Blood pressure drug increases longevity in elderly

London: An international trial looking at the benefits of giving blood-pressure lowering medication to elderly patients has stopped early, after researchers observed significant reductions in overall mortality in those receiving treatment.

The 3,845 patient Hypertension in the Very Elderly Trial (HYVET) is the largest ever clinical trial to look at the effects of lowering blood pressure solely in those aged 80 and over. Preliminary results of the trial, which is coordinated by scientists from Imperial College London, suggest that lowering blood pressure significantly reduces both stroke and mortality in the over-80s.

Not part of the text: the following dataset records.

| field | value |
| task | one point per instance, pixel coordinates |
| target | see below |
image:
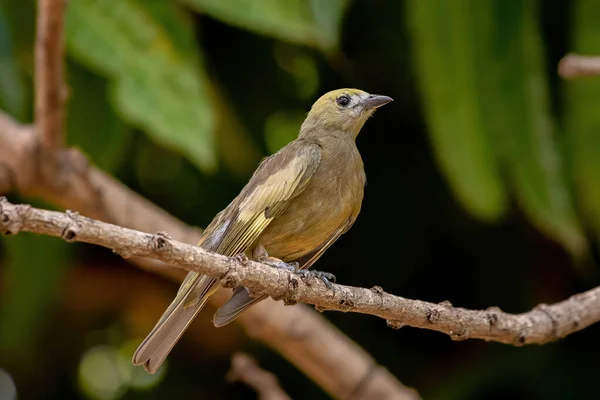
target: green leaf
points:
(525, 129)
(311, 22)
(146, 49)
(35, 267)
(92, 123)
(446, 37)
(582, 102)
(486, 98)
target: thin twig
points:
(49, 73)
(297, 333)
(541, 325)
(245, 369)
(575, 66)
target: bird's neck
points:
(315, 130)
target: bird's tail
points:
(191, 297)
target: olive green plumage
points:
(297, 203)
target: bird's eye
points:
(343, 100)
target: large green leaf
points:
(147, 50)
(92, 124)
(35, 267)
(486, 99)
(446, 37)
(311, 22)
(582, 103)
(525, 129)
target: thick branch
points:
(575, 66)
(245, 369)
(305, 338)
(49, 73)
(541, 325)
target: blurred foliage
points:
(482, 180)
(34, 269)
(582, 120)
(312, 22)
(148, 51)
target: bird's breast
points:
(333, 196)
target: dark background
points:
(71, 315)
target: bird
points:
(297, 203)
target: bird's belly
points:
(308, 223)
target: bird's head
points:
(343, 110)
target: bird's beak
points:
(376, 101)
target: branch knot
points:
(72, 228)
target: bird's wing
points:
(275, 183)
(241, 300)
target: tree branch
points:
(305, 338)
(575, 66)
(49, 75)
(245, 369)
(541, 325)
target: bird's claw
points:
(327, 278)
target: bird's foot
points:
(326, 277)
(277, 263)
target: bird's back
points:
(331, 200)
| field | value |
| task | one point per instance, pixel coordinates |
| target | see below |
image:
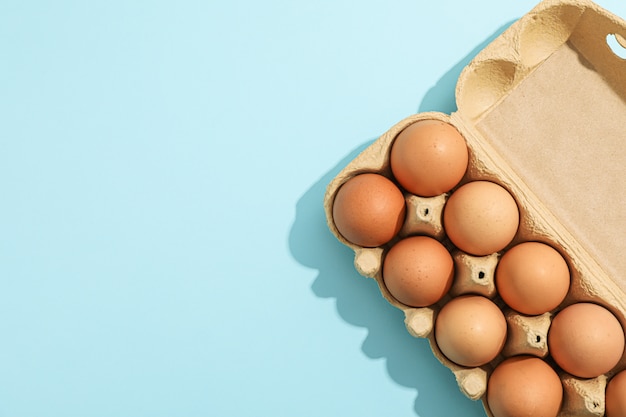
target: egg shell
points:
(470, 330)
(369, 210)
(418, 271)
(539, 147)
(481, 218)
(524, 386)
(586, 340)
(429, 157)
(532, 278)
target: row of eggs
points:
(430, 158)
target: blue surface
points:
(163, 246)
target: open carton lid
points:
(545, 107)
(543, 112)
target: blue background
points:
(163, 247)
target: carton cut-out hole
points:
(617, 44)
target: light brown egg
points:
(586, 340)
(616, 396)
(524, 386)
(481, 218)
(369, 210)
(470, 330)
(429, 158)
(418, 271)
(532, 278)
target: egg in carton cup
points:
(498, 229)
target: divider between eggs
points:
(526, 334)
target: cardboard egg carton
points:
(543, 112)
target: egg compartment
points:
(548, 86)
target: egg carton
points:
(543, 112)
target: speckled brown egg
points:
(429, 157)
(369, 210)
(524, 386)
(586, 340)
(481, 218)
(418, 271)
(532, 278)
(470, 330)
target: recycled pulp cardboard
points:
(543, 112)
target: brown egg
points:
(470, 330)
(369, 210)
(524, 386)
(586, 340)
(429, 158)
(481, 218)
(616, 396)
(532, 278)
(418, 271)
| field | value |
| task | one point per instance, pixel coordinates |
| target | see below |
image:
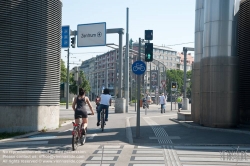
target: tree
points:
(84, 83)
(174, 75)
(63, 72)
(189, 76)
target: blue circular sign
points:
(138, 67)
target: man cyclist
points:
(80, 110)
(97, 102)
(163, 103)
(105, 102)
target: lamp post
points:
(67, 89)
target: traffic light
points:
(148, 52)
(73, 40)
(148, 34)
(173, 85)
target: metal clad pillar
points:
(219, 65)
(196, 80)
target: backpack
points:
(179, 100)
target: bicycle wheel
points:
(83, 138)
(102, 120)
(74, 139)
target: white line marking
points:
(92, 136)
(165, 137)
(107, 151)
(149, 158)
(155, 147)
(103, 158)
(25, 143)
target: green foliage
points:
(176, 75)
(73, 84)
(63, 72)
(189, 76)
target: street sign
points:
(65, 35)
(138, 67)
(89, 35)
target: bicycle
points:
(102, 119)
(77, 135)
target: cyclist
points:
(105, 102)
(97, 102)
(80, 111)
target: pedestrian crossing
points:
(130, 155)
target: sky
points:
(172, 22)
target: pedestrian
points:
(97, 102)
(163, 103)
(105, 102)
(148, 99)
(179, 101)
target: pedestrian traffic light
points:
(148, 52)
(73, 42)
(148, 34)
(173, 85)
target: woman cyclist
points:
(80, 111)
(105, 102)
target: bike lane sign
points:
(138, 67)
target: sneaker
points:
(83, 132)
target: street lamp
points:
(67, 89)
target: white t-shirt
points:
(162, 100)
(105, 99)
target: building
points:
(101, 71)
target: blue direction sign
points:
(65, 36)
(138, 67)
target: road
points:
(161, 142)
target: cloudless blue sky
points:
(172, 21)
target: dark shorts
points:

A number of earlier trials had demonstrated that reducing blood pressure in the under-80s reduces stroke and cardiovascular events. However, previous smaller and inconclusive studies also suggested that whilst lowering blood pressure in those aged 80 or over reduced the number of strokes, it did not reduce, and even increased, total mortality.

Patients with high blood pressure from across the world were randomised for the double-blind, placebo-controlled trial, which began in 2001. Patients were given either the placebo or a low dose diuretic (indapamide 1.5mg SR), and an additional ACE inhibitor (perindopril), in tablet form once a day.

Emeritus Professor Chris Bulpitt, HYVET Principal Investigator from the Care of the Elderly Department at Imperial College London, said: “It was not clear prior to our study whether the over-80s would benefit from blood pressure lowering medication in the same way as younger people.

Our results are great news for people in this age group because they suggest that where they have high blood pressure, such treatment can cut their chances of dying as well as stroke.”

The Steering Committee of HYVET accepted on 12th July 2007 the recommendation of its Data Safety Monitoring Board that the trial should be stopped.

Definitive figures will not be available until all the data has been collected. Results will then be published in the peer reviewed scientific press.

Over the next few months all HYVET patients will be seen for a final visit, where all patients on trial medication will be offered the option of switching to active indapamide 1.5 mg SR based antihypertensive treatment. Prior to their final visit, all patients are advised to stay on their existing drugs until they see their trial physician.

HYVET was co-ordinated by scientists from Imperial College London, working with colleagues around the world. The main trial was funded by both the British Heart Foundation and by the Institut de Recherches Internationales Servier.

1. About stroke and high blood pressure

* Stroke is the third most common cause of death in the England and Wales. In 2004, 11% of deaths amongst those aged 75-84, and 14% of deaths amongst those aged over 85 were due to stroke, according to the Office of National Statistics.

* In the UK about 150,000 people suffer a stroke each year, the equivalent of 1 every 4 minutes.

* About one third of stroke patients die within 6 months of the event, the majority occurring in the first month.

* Disability after stroke is the most important single cause of severe disability of people living in their own homes.

* There are 2 types of stroke:

a. Haemorrhagic – caused by blood leaking into brain tissue from a
blood vessel within the brain
b. Ischeamic – caused by a clot occluding a blood vessel, resulting in
loss of blood supply to a part of the brain and subsequent damage to brain tissue.

High blood pressure increases the chance of both a blood vessel leaking or rupturing, and of a clot forming within a blood vessel. High blood pressure increases the likelihood of damage to the lining of the blood vessel, which in turn leads to an increased chance of spontaneous clot formation within the blood vessel.

* The over 80s are the fastest growing group in the population worldwide – in the UK currently they account for 4% of the total population and this is expected to rise to over 11% by 2050.

* The risk of stroke increases with age, with some estimates suggesting that the risk doubles every decade after a person reaches 55 years of age

* In the UK approximately 4% of the total National Health Service budget is spent on stroke services each year.